His tone is light, teasing, but with obvious affection, and Fraser feels a sudden rush of gratitude for the easy way that Ray accepts not only every crazy task that Fraser throws at him, but every little thing about Fraser himself. And perhaps Fraser could leave it here, let Ray believe that this is a heartfelt confession of another way that Fraser finds himself different from the rest of the world – let Ray believe that he has no part to play except to watch and support Fraser, to boost him up.

But the fact that Ray would settle for that, if Fraser asked him to, makes Fraser even more determined to see this confession through.

“You also said,” Fraser continues, trying to get back to his original point, “that the reason we’re friends is because each of us is incomplete, but together, we’re better than we are apart.”

Just like that, Ray’s smile dies again, so quickly that Fraser feels a jolt of panic shoot through him. He can see Ray swallow. “Yeah?”

“Did you mean that, Ray?” Fraser asks, stepping forward.

“Would I have said it if I didn’t mean it?” Ray says, throwing up his hands. “God, Benny, what’s with the Spanish Inquisition, here? Every time I think you’ve wrapped up your questions, you just plow right on. Do you even have a point to go with all of this?”

“Yes,” says Fraser, and steps even closer to Ray. “You look good in your suit too.”

Ray’s jaw dropping still isn’t comical, but this time it manages to be satisfying in a way that Fraser can’t entirely explain. “You – what?”

“I said,” Fraser says, leaning in to repeat the words just into the curve of Ray’s ear; he can somehow hear that his voice has pitched itself low, throaty, and Ray himself is shivering ever so slightly. “I think you look good in your suit too, Ray.”

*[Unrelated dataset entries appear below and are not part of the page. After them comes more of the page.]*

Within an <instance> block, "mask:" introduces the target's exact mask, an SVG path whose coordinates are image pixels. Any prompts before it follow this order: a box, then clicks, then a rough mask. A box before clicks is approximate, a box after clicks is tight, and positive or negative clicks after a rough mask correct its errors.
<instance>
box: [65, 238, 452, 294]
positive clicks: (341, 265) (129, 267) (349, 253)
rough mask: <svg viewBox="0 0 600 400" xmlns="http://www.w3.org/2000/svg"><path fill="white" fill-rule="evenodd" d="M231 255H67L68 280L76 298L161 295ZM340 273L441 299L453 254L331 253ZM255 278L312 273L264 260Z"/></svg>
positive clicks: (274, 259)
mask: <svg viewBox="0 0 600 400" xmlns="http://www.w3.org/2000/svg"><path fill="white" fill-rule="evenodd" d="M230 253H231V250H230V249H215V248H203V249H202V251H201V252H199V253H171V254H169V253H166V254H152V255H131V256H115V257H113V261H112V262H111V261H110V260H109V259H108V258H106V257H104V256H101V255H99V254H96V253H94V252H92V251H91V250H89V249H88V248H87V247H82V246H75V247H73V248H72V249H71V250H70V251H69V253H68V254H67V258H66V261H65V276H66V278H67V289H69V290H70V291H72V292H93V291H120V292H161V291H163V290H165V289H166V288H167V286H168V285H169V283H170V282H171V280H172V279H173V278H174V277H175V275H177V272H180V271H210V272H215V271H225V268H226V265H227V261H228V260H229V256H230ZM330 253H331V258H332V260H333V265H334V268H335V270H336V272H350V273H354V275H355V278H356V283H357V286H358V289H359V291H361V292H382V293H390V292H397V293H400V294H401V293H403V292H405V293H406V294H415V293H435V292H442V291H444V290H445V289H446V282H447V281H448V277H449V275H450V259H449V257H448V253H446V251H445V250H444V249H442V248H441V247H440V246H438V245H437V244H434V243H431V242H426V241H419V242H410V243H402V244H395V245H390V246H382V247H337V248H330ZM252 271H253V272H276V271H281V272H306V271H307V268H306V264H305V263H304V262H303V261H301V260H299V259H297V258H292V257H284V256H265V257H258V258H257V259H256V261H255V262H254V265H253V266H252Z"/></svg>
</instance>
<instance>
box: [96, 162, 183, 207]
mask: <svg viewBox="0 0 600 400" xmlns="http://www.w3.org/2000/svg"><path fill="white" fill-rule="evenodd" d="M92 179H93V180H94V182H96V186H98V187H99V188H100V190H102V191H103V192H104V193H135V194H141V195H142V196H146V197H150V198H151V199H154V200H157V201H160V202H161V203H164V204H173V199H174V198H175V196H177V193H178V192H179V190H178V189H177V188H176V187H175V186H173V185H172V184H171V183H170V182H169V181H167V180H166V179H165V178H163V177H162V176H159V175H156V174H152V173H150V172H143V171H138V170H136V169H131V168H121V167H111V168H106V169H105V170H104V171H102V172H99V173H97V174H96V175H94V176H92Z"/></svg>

Ray makes a frustrated noise in the back of his throat, a you’re the most annoying man in the entire world kind of noise, and launches himself at Fraser.

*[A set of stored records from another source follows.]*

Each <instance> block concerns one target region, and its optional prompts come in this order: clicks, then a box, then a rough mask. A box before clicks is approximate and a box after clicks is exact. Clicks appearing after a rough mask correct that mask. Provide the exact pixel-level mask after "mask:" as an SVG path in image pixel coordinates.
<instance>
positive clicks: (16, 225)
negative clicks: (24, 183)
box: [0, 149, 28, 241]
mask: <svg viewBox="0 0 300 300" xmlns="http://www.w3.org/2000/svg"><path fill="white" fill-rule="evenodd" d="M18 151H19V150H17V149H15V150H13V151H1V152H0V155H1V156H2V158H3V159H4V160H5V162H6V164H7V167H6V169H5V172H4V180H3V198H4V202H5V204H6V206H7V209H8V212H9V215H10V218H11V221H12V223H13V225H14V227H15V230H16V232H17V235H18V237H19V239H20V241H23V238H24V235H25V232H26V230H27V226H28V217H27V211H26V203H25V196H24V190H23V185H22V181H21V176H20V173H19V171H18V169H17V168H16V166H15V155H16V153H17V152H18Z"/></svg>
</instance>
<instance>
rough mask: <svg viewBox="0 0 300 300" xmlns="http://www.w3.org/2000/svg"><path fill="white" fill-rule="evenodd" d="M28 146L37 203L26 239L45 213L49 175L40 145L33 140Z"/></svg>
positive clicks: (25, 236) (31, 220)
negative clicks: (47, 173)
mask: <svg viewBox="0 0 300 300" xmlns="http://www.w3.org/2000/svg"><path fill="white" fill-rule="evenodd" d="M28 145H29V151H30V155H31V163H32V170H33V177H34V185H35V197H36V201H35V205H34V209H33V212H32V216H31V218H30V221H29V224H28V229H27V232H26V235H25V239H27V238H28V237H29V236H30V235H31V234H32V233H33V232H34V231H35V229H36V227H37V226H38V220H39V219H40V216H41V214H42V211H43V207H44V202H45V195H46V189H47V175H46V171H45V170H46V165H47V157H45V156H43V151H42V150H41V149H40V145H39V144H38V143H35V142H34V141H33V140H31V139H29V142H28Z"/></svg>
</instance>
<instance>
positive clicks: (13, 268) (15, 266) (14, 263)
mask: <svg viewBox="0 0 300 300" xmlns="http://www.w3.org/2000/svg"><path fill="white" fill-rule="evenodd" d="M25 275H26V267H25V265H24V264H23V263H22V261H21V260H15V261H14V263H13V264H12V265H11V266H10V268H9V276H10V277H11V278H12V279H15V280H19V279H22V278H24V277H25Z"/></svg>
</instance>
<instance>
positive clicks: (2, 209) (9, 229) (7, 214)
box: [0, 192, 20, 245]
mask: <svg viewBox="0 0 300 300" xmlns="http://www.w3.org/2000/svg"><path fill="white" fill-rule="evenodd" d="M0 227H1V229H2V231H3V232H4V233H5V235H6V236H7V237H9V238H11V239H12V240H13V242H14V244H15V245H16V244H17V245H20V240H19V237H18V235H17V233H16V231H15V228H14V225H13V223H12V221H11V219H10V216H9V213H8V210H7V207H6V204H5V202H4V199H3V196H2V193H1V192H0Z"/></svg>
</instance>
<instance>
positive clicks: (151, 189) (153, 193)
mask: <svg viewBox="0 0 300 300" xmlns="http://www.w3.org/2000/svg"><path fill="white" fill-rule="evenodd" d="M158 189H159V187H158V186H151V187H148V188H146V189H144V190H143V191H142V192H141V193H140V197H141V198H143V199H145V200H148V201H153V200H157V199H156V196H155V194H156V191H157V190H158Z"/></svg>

Fraser isn’t quite prepared, and stumbles backwards into a pillar; in fact, he is almost entirely unprepared, even though he’s been thinking about this for days, ever since Ray had said incomplete and Fraser had been hit with the realization. But nothing could have prepared for him for the way Ray squirms against him, the hot press of Ray’s leg between his thighs, the way his own hands clutch at Ray’s shirt, the taste, oh god, of Ray’s mouth. If he had to write a manual on Emergency Preparedness For Being Kissed By Ray Vecchio, the only thing Fraser could say would be practical experience highly encouraged.

Ray breaks away from him, breathing heavily, and only extensive training in simulating a statue gives Fraser enough discipline to keep from trying to follow Ray’s mouth. “Fuck, Benny,” Ray says.

“Ray, language,” Fraser admonishes, though secretly he agrees with the sentiment.

Ray just laughs, rubbing a hand over his head. “I’ll say it again: you really are something, Benny. Also, I can’t believe you tried to seduce me by starting a conversation about my sister.”

“Well, you kissed me, Ray,” Fraser points out.

“That’s kind of the definition of seduction, Fraser – you compelling me to make the first move, so that you can put all the blame on me.”

Fraser considers this. “But I don’t think there’s anything I want to blame you for.”

Ray’s exasperated tone is belied by his almost blinding smile. “Yeah, well, next time, try a different strategy, okay, Benny?”

“Alright, Ray,” says Fraser, already sketching out a draft in his mind. It may take extensive research, but this is an activity for which, he thinks, he can more than adequately prepare.